Multiple sclerosis (MS) is growing in prevalence; yet, treatments that can reverse the progression of the disease are still needed. One strategy that has shown promise for reversing MS is remyelination by inhibiting the M1 receptor, a member of the muscarinic acetylcholine receptor (mAChR) family. Antagonizing the M1 mAChR is believed to be the mechanism by which clemastine, a developing drug that has been observed to enhance myelination in animal studies and phase II clinical trials, elicits its myelination-promoting effects. Recent studies have indicated that blocking M1 mAChR may promote oligodendrocyte differentiation via the extracellular signal-regulated kinase pathway, modulating Ca²⁺ concentration oscillations, and cross-talking with N-methyl-d-aspartate and Notch-1 receptors. However, clemastine has recently been found to accelerate disability in patients with MS, discouraging further progress in its clinical trials.
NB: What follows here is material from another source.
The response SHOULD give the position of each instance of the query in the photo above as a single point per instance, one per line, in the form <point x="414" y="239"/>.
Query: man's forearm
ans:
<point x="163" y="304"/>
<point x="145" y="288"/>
Nevertheless, the underlying mechanisms following M1 mAChR antagonism by clemastine may still be targeted using alternative antimuscarinic drugs. This review consolidates recent advancements in our understanding of the mechanisms by which antagonizing M1 mAChR promotes remyelination and summarizes alternative antimuscarinic drugs that could be leveraged to treat MS in the future. SIGNIFICANCE STATEMENT: Current treatments for multiple sclerosis are limited to disease management, and there is a need for restorative treatments that can reverse progressive forms of the disease. This review aims to summarize the potential mechanisms by which antagonizing the M1 muscarinic acetylcholine receptor could promote remyelination and elaborate on a collection of promising antimuscarinic drugs, consolidating the knowledge needed to target these mechanisms and develop therapeutics that could reverse the progress of demyelinating diseases like multiple sclerosis.